Claiming the standard deduction is usually the easier way to do taxes, but if your client has a lot of itemized deductions, add them up and compare them to the standard deduction for their filing status.

For example, let's say a couple is on a Marketplace health insurance plan and paying roughly $22,000 annually in premiums. They have additional healthcare expenses that qualify as deductible expenditures totaling $10,000, meaning their total medical tax deduction amount is $32,000. Let’s say their adjusted gross income (AGI) is $173,340. 7.5% of their AGI is $13,000, so of their $32,000 in deductible medical expenditures, they could deduct $19,000. However, this is less than the standard deduction of $31,500 for joint filers, so it would be more beneficial for the couple to take the standard deduction.

IRMAA

For clients already on Medicare or who are reaching Medicare eligibility soon, IRMAA is a factor you and your clients will want to consider. The income-related monthly adjustment amount (IRMAA) is based on a client’s tax filing status, the current year’s adjustment amount, and their modified adjusted gross income from two years prior. In 2026, the standard base monthly premium for Part B is $202.90. For Part D, your client will pay their chosen plan’s premium, plus a potential income adjustment of up to $91. To calculate your client’s 2026 IRMAA, which is added to these base premiums, the Social Security Administration (SSA) will look at their tax return from 2024. Their Medicare premiums and IRMAA determination are sent to them every year in the fall. Below is a table of expected total costs, which include both the base amount and IRMAA charge:

These costs impact your client’s financial plan, so it’s better to be proactive and plan for them in advance. If your client has a few years until they enroll in Medicare, they might want to take steps now to control their modified adjusted gross income (MAGI) and potentially limit IRMAA.

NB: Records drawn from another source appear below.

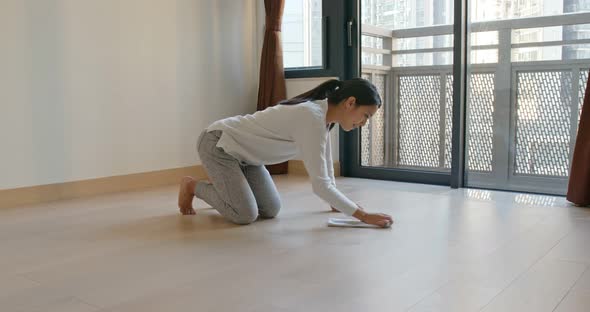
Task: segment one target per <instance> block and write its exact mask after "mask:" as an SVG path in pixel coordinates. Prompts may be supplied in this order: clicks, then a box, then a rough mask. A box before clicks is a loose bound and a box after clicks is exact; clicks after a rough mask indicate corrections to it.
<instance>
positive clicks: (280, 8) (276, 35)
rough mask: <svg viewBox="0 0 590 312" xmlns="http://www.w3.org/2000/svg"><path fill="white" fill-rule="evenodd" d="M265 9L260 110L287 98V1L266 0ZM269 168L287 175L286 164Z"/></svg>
mask: <svg viewBox="0 0 590 312" xmlns="http://www.w3.org/2000/svg"><path fill="white" fill-rule="evenodd" d="M264 8H265V10H266V25H265V31H264V44H263V46H262V57H261V60H260V83H259V87H258V106H257V108H258V110H263V109H265V108H267V107H269V106H273V105H276V104H277V103H278V102H280V101H282V100H284V99H286V98H287V88H286V86H285V73H284V68H283V48H282V45H281V20H282V17H283V10H284V8H285V0H264ZM267 168H268V171H270V173H271V174H284V173H287V163H286V162H285V163H282V164H278V165H272V166H267Z"/></svg>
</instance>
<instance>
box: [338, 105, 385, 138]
mask: <svg viewBox="0 0 590 312" xmlns="http://www.w3.org/2000/svg"><path fill="white" fill-rule="evenodd" d="M341 105H344V114H343V117H342V120H340V122H339V124H340V127H341V128H342V129H343V130H344V131H350V130H354V129H356V128H359V127H362V126H364V125H365V124H366V123H367V120H369V118H371V117H372V116H373V115H375V113H376V112H377V109H378V107H377V105H356V99H355V98H354V97H349V98H348V99H346V100H344V102H343V103H342V104H341Z"/></svg>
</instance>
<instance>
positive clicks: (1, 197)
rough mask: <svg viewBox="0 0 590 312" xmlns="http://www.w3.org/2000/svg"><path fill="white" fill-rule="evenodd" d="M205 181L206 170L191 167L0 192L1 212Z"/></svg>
mask: <svg viewBox="0 0 590 312" xmlns="http://www.w3.org/2000/svg"><path fill="white" fill-rule="evenodd" d="M187 175H190V176H193V177H197V178H205V177H206V176H207V175H206V174H205V171H204V170H203V168H202V166H191V167H183V168H175V169H167V170H159V171H152V172H144V173H136V174H129V175H121V176H113V177H106V178H99V179H90V180H82V181H74V182H65V183H56V184H48V185H39V186H31V187H23V188H16V189H8V190H0V209H2V208H8V207H15V206H22V205H33V204H40V203H45V202H50V201H55V200H64V199H73V198H79V197H87V196H96V195H102V194H109V193H117V192H128V191H134V190H140V189H145V188H150V187H158V186H165V185H171V184H175V183H178V181H179V180H180V178H182V177H183V176H187Z"/></svg>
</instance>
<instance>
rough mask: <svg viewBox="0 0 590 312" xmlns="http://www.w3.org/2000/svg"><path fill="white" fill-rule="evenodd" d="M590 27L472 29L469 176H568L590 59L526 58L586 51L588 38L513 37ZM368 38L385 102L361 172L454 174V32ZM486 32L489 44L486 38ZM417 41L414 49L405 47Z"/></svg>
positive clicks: (379, 86) (563, 23)
mask: <svg viewBox="0 0 590 312" xmlns="http://www.w3.org/2000/svg"><path fill="white" fill-rule="evenodd" d="M587 23H590V13H576V14H564V15H558V16H543V17H533V18H522V19H509V20H500V21H489V22H478V23H472V24H470V25H469V30H470V32H471V38H472V39H473V43H472V44H471V47H470V50H471V52H470V53H471V60H472V64H471V65H470V66H469V69H468V70H469V77H468V84H469V85H468V102H467V103H468V104H467V106H468V107H467V114H468V116H467V120H468V122H467V133H468V135H467V136H468V137H467V153H468V157H467V161H468V163H467V170H469V171H471V172H475V173H479V174H483V175H485V174H491V173H492V171H493V170H494V168H501V167H506V169H509V171H510V172H511V174H513V175H523V176H537V177H550V178H558V179H564V178H566V177H567V176H568V174H569V163H570V158H571V153H572V151H573V145H574V141H575V136H576V132H577V126H578V122H579V116H580V110H581V105H582V101H583V97H584V87H585V84H586V81H587V80H588V70H589V69H590V59H588V58H586V59H564V57H562V55H559V54H558V55H555V53H554V55H553V56H551V55H549V58H553V59H552V60H540V61H536V60H533V61H527V60H526V59H523V57H526V56H529V57H531V56H533V57H534V56H535V55H534V53H536V52H534V51H535V50H541V49H544V48H547V47H558V49H559V47H572V46H573V47H577V48H578V49H587V50H590V46H589V45H588V44H590V37H589V38H587V39H575V40H549V41H540V42H523V41H522V40H517V39H518V38H517V37H518V36H515V34H517V33H519V32H523V33H524V32H527V31H529V32H530V31H531V29H533V30H532V31H533V32H534V31H535V30H534V29H535V28H544V27H554V26H570V25H580V24H587ZM545 29H546V28H545ZM541 31H542V30H541ZM362 33H363V42H364V43H365V46H364V47H363V48H362V51H363V54H364V55H365V59H366V60H367V61H368V62H370V63H371V64H368V63H366V62H365V63H363V65H362V76H363V77H364V78H366V79H369V80H371V81H373V83H374V84H375V85H376V86H377V88H378V89H379V92H380V93H381V96H382V98H383V99H384V103H386V105H384V106H383V108H382V109H380V110H379V111H378V113H377V114H376V115H375V116H374V117H373V118H372V120H371V121H370V123H369V124H367V125H366V126H365V127H364V128H363V129H362V132H361V165H363V166H377V167H381V166H383V167H398V168H400V167H401V168H427V169H429V170H435V171H447V170H450V162H451V129H452V121H451V120H452V117H451V116H452V94H453V83H452V82H453V76H452V64H451V63H450V62H452V54H451V53H452V51H453V48H452V46H450V44H452V34H453V27H452V25H442V26H430V27H419V28H411V29H399V30H387V29H382V28H378V27H375V26H371V25H363V26H362ZM482 34H487V36H486V37H487V39H491V40H483V41H482V38H483V37H482V36H481V35H482ZM425 39H426V40H425ZM484 39H485V38H484ZM515 39H516V40H515ZM412 40H414V42H416V43H417V44H416V45H415V46H412V47H407V46H408V42H409V41H412ZM410 43H413V42H410ZM419 43H422V45H424V43H426V45H427V47H423V46H420V45H419ZM367 45H369V46H367ZM404 45H405V46H404ZM584 45H585V46H584ZM523 49H524V50H523ZM554 49H555V48H554ZM527 51H529V52H527ZM531 51H533V52H531ZM527 53H529V54H530V53H533V55H529V54H527ZM419 55H422V56H421V57H418V56H419ZM537 57H539V55H537ZM586 57H587V56H586ZM424 64H427V65H424ZM507 155H508V156H507Z"/></svg>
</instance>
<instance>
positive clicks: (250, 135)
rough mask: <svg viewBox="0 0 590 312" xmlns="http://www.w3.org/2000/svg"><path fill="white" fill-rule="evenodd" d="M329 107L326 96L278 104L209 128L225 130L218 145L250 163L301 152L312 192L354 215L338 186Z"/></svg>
mask: <svg viewBox="0 0 590 312" xmlns="http://www.w3.org/2000/svg"><path fill="white" fill-rule="evenodd" d="M327 111H328V102H327V101H326V100H323V101H314V102H305V103H301V104H296V105H276V106H272V107H269V108H267V109H265V110H263V111H258V112H256V113H254V114H251V115H245V116H235V117H229V118H226V119H222V120H219V121H216V122H214V123H213V124H211V125H210V126H209V127H207V131H214V130H221V131H223V134H222V135H221V138H220V139H219V142H218V143H217V146H218V147H220V148H222V149H223V150H224V151H225V152H226V153H228V154H230V155H232V156H233V157H235V158H236V159H237V160H238V161H240V162H242V163H245V164H249V165H271V164H278V163H282V162H284V161H287V160H289V159H293V158H294V157H295V156H297V154H298V152H299V155H301V157H302V159H303V163H304V165H305V168H306V169H307V172H308V174H309V177H310V179H311V184H312V188H313V192H314V193H315V194H316V195H318V196H319V197H320V198H322V199H323V200H325V201H326V202H327V203H329V204H330V205H331V206H332V207H334V208H336V209H338V210H340V211H341V212H343V213H345V214H347V215H352V214H353V213H354V212H355V211H356V209H357V208H358V207H357V205H356V204H355V203H354V202H352V201H351V200H350V199H348V198H347V197H346V196H344V194H342V193H341V192H340V191H339V190H338V189H337V188H336V181H335V179H334V165H333V163H332V151H331V150H332V149H331V144H330V134H329V131H328V127H327V126H326V113H327Z"/></svg>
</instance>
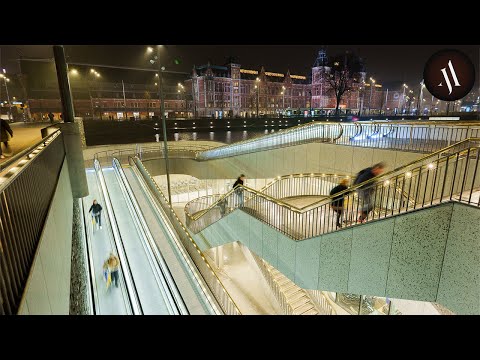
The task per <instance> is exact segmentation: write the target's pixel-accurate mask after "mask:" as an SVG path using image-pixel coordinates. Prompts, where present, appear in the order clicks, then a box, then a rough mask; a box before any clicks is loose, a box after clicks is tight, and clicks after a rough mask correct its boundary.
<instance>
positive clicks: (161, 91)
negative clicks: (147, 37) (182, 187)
mask: <svg viewBox="0 0 480 360" xmlns="http://www.w3.org/2000/svg"><path fill="white" fill-rule="evenodd" d="M160 47H161V45H157V55H156V56H154V58H153V59H151V60H150V63H151V64H152V65H153V64H155V63H156V65H157V66H158V74H159V81H158V97H159V99H160V115H161V117H162V127H163V145H164V154H165V171H166V173H167V188H168V201H169V203H170V204H171V203H172V195H171V191H170V166H169V163H168V143H167V125H166V120H165V101H164V98H163V71H164V70H165V66H162V65H161V64H160ZM147 53H149V54H151V53H153V48H152V47H148V48H147Z"/></svg>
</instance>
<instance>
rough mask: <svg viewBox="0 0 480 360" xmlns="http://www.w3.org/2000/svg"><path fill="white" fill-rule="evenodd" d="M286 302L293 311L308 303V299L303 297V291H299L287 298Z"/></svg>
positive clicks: (287, 297)
mask: <svg viewBox="0 0 480 360" xmlns="http://www.w3.org/2000/svg"><path fill="white" fill-rule="evenodd" d="M287 301H288V302H289V303H290V304H291V305H292V307H293V308H294V309H295V308H297V307H299V306H300V305H301V304H303V303H306V302H307V301H309V298H308V297H307V296H306V295H305V293H304V292H303V291H300V292H298V293H296V294H295V295H292V296H289V297H287Z"/></svg>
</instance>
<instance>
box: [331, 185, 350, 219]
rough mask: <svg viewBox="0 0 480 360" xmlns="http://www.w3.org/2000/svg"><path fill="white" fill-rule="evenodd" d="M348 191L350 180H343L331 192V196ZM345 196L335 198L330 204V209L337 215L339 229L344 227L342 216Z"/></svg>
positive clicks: (341, 195)
mask: <svg viewBox="0 0 480 360" xmlns="http://www.w3.org/2000/svg"><path fill="white" fill-rule="evenodd" d="M347 189H348V179H343V180H342V181H340V184H339V185H337V186H335V187H334V188H333V189H332V190H331V191H330V196H332V195H335V194H338V193H339V192H342V191H344V190H347ZM345 195H347V194H346V193H345V194H342V195H339V196H334V197H333V199H332V202H331V203H330V207H331V208H332V209H333V211H335V212H336V213H337V228H339V227H342V224H341V223H340V221H341V220H342V214H343V202H344V197H345Z"/></svg>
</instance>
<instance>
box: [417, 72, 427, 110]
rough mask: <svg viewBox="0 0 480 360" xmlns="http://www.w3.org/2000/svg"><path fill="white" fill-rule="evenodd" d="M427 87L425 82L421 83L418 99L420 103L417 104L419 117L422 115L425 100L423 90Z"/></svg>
mask: <svg viewBox="0 0 480 360" xmlns="http://www.w3.org/2000/svg"><path fill="white" fill-rule="evenodd" d="M424 87H425V84H424V82H423V80H422V81H421V82H420V95H419V97H418V102H417V110H418V115H421V113H420V108H421V106H422V99H423V88H424Z"/></svg>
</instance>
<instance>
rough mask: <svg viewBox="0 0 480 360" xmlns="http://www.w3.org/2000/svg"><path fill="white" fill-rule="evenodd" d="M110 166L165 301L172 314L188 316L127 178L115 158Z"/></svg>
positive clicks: (177, 291) (121, 168)
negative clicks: (139, 237)
mask: <svg viewBox="0 0 480 360" xmlns="http://www.w3.org/2000/svg"><path fill="white" fill-rule="evenodd" d="M112 165H113V169H114V171H115V173H116V174H117V176H118V180H119V182H120V185H121V186H122V187H123V189H124V190H125V192H126V194H125V200H126V201H128V203H129V204H130V206H131V207H132V208H133V214H132V215H134V216H135V217H136V220H137V221H138V223H139V224H138V227H139V229H138V230H139V232H140V233H141V235H142V240H143V241H144V244H145V245H146V248H147V251H148V253H149V255H150V257H151V258H152V259H155V260H156V264H157V266H158V271H155V275H157V274H158V278H159V279H158V280H159V281H160V283H161V284H162V286H163V287H164V288H165V289H168V291H169V293H170V294H171V295H170V294H168V293H167V292H166V291H165V293H166V294H165V297H166V298H167V301H168V303H169V305H170V308H171V309H172V312H173V313H175V314H181V315H187V314H189V312H188V309H187V306H186V305H185V302H184V300H183V298H182V296H181V294H180V292H179V290H178V288H177V285H176V284H175V281H174V280H173V276H172V274H171V273H170V270H169V269H168V266H167V264H166V262H165V259H164V258H163V256H162V254H161V252H160V251H159V249H158V246H157V244H156V243H155V241H154V239H153V237H152V234H151V232H150V230H149V228H148V225H147V224H146V222H145V218H144V217H143V215H142V213H141V210H140V206H139V205H138V202H137V200H136V198H135V195H134V194H133V192H132V189H131V187H130V184H129V183H128V181H127V178H126V177H125V173H124V172H123V169H122V167H121V165H120V162H119V161H118V160H117V159H116V158H113V163H112ZM155 270H157V269H155ZM162 292H163V291H162Z"/></svg>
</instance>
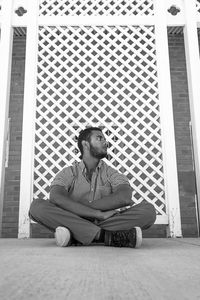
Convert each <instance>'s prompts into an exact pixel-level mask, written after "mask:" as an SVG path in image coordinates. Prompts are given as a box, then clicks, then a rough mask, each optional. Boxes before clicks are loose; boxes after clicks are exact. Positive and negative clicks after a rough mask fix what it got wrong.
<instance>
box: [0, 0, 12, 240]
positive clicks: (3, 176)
mask: <svg viewBox="0 0 200 300" xmlns="http://www.w3.org/2000/svg"><path fill="white" fill-rule="evenodd" d="M1 5H2V17H1V21H2V24H1V42H0V91H1V108H0V234H1V226H2V214H3V200H4V199H3V198H4V177H5V157H6V156H5V149H6V135H7V125H8V108H9V98H10V77H11V76H10V75H11V62H12V42H13V28H12V25H11V24H12V7H13V1H12V0H3V1H2V3H1Z"/></svg>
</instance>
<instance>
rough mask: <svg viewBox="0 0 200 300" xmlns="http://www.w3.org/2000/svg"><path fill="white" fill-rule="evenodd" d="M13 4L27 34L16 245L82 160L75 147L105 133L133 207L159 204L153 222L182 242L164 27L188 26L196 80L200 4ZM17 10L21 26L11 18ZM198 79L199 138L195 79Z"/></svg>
mask: <svg viewBox="0 0 200 300" xmlns="http://www.w3.org/2000/svg"><path fill="white" fill-rule="evenodd" d="M10 2H13V3H14V6H12V5H10V6H9V7H8V6H6V7H7V8H6V9H7V14H8V15H9V13H10V15H11V17H10V19H8V18H5V21H4V22H5V23H6V22H7V23H8V22H10V24H11V25H12V26H23V25H24V26H26V27H27V50H26V73H25V96H24V116H23V118H24V120H23V140H22V166H21V190H20V213H19V236H20V237H24V236H29V227H30V226H29V225H30V224H29V219H28V215H27V211H28V208H29V206H30V202H31V201H32V199H33V198H37V197H42V198H45V199H47V198H48V192H49V185H50V182H51V180H52V179H53V177H54V176H55V174H56V173H57V172H58V171H59V170H61V169H62V168H63V167H65V166H68V165H70V164H71V163H72V162H73V161H74V160H77V159H79V158H78V157H79V154H78V151H77V144H76V138H77V136H78V134H79V132H80V130H81V129H83V128H85V127H86V126H100V127H101V128H103V131H104V133H105V135H106V138H107V140H108V142H109V145H110V147H109V157H108V163H109V164H110V165H112V166H114V167H115V168H117V169H118V170H119V171H120V172H123V173H125V175H127V177H128V178H129V180H130V183H131V185H132V187H133V190H134V192H133V200H134V201H135V203H139V202H140V201H141V200H142V199H146V200H147V201H149V202H151V203H153V204H154V205H155V207H156V210H157V221H156V222H157V223H161V224H169V234H170V235H171V236H181V228H180V208H179V195H178V182H177V168H176V154H175V138H174V128H173V110H172V98H171V87H170V72H169V56H168V42H167V25H168V24H178V25H180V26H184V25H185V29H186V30H185V40H186V46H187V47H188V50H187V47H186V54H187V55H188V59H187V61H190V63H189V64H188V66H189V67H188V68H189V69H190V68H191V72H190V73H188V74H197V71H196V70H195V63H194V62H193V58H194V57H196V58H197V39H196V37H195V36H194V35H193V34H192V33H193V32H194V28H195V26H196V23H195V22H196V16H195V15H194V14H195V13H196V12H198V11H199V9H200V1H196V2H194V0H191V1H186V0H183V1H180V0H174V1H171V0H167V1H165V0H134V1H133V0H117V1H113V0H95V1H91V0H84V1H80V0H73V1H67V0H60V1H57V0H49V1H47V0H35V1H25V0H10V1H9V3H10ZM174 2H175V3H176V4H177V5H176V6H175V7H174V10H178V11H179V14H177V16H172V15H170V12H169V8H170V7H171V6H172V4H173V3H174ZM3 3H5V0H3ZM195 3H196V7H195ZM20 5H22V8H23V10H24V11H25V13H24V15H23V16H22V17H20V16H16V15H15V14H14V12H13V11H14V9H17V8H18V7H19V6H20ZM177 7H178V9H177ZM186 8H187V9H186ZM195 8H196V10H195ZM9 10H10V12H9ZM21 11H22V10H21ZM194 11H195V12H194ZM192 14H193V17H192V18H191V15H192ZM20 18H21V19H20ZM173 18H174V19H173ZM191 20H194V22H193V21H191ZM192 22H193V23H192ZM195 29H196V28H195ZM4 40H6V35H5V36H4ZM194 41H195V43H194ZM4 43H5V42H4ZM191 44H192V45H193V47H192V48H191ZM193 49H196V50H195V52H193ZM197 60H198V59H196V61H197ZM191 78H192V80H191V81H189V86H191V90H192V91H195V92H196V93H194V94H192V95H194V99H195V101H194V102H192V105H191V111H192V118H193V120H194V121H193V123H194V124H195V125H194V128H197V126H196V123H197V119H198V118H197V117H196V115H195V114H196V113H197V112H198V109H199V108H198V105H197V101H196V99H198V97H197V94H198V91H197V90H196V86H197V84H196V85H195V84H194V82H195V78H198V76H193V75H191ZM190 83H191V85H190ZM5 86H6V85H5ZM4 90H5V91H6V87H5V88H4ZM192 97H193V96H192ZM5 98H6V96H5ZM193 104H194V107H193ZM193 108H194V110H192V109H193ZM193 111H194V115H193ZM194 128H193V129H194ZM193 132H194V136H196V138H195V139H194V140H195V142H196V144H195V145H196V146H195V147H196V148H195V149H197V150H196V151H197V152H196V153H197V157H198V149H199V146H198V141H199V139H198V135H197V134H196V132H195V130H193ZM0 157H2V155H1V156H0ZM197 166H198V163H197ZM197 171H198V167H197Z"/></svg>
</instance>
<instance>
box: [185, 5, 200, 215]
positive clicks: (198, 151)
mask: <svg viewBox="0 0 200 300" xmlns="http://www.w3.org/2000/svg"><path fill="white" fill-rule="evenodd" d="M184 6H185V20H186V24H185V27H184V41H185V55H186V66H187V76H188V89H189V101H190V113H191V125H192V139H193V146H194V161H195V173H196V184H197V199H198V203H199V208H200V83H199V80H200V59H199V44H198V35H197V12H196V1H195V0H190V1H188V0H185V1H184ZM198 213H199V214H200V212H198ZM199 216H200V215H199Z"/></svg>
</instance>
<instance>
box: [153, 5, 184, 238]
mask: <svg viewBox="0 0 200 300" xmlns="http://www.w3.org/2000/svg"><path fill="white" fill-rule="evenodd" d="M165 2H166V1H165V0H155V1H154V5H155V18H156V19H155V32H156V51H157V53H156V56H157V67H158V89H159V103H160V115H161V131H162V132H161V134H162V149H163V164H164V165H163V167H164V180H165V197H166V207H167V213H168V217H169V226H168V236H170V237H181V236H182V232H181V219H180V204H179V190H178V176H177V162H176V148H175V135H174V120H173V106H172V93H171V81H170V65H169V51H168V37H167V21H166V15H167V9H166V7H165V5H166V3H165Z"/></svg>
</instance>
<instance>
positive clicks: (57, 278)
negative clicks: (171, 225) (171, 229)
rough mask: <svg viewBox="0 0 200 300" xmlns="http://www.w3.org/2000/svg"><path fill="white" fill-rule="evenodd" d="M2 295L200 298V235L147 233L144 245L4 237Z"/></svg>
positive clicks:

HSA Contributions and High-Deductible Health Plans

For clients who aren’t on Medicare yet and can enroll in a high-deductible health plan, one tool to utilize is a Health Savings Account (HSA). Health Savings Accounts are beneficial because of the triple-tax advantages they offer. An HSA allows your clients to contribute pre-tax, or tax-deductible, money to a savings account, thereby lowering their taxable income. They can then invest those contributions, and the earnings from those investments can grow tax-free as well. If they withdraw the money for qualifying medical expenses, those withdrawals won’t be taxed either. 

An HSA can also be used as a way to build money for your client’s retirement since they can withdraw money for any reason penalty-free after they turn 65—they’ll just have to pay income taxes on money used for non-medical expenses. Because of the tax-free growth, your clients should carefully consider when it’s best to pay for medical expenses out of their own pocket vs. using their HSA funds. As their financial advisor, you can guide them on what decision is more appropriate for their situation. As mentioned at the start, HSAs are only available with high-deductible health plans. So your client will also need to consider their health utilization, needs, and preferences before choosing to enroll in a high-deductible health plan.

Moving Forward

These are all important considerations to keep in mind before, during, and after tax season. Since it’s tax season, now is a great time to bring these factors up to clients. This, in turn, can make it easier to talk about healthcare costs and health plan optimization strategies with clients, which will ultimately lead to a more well-rounded financial plan.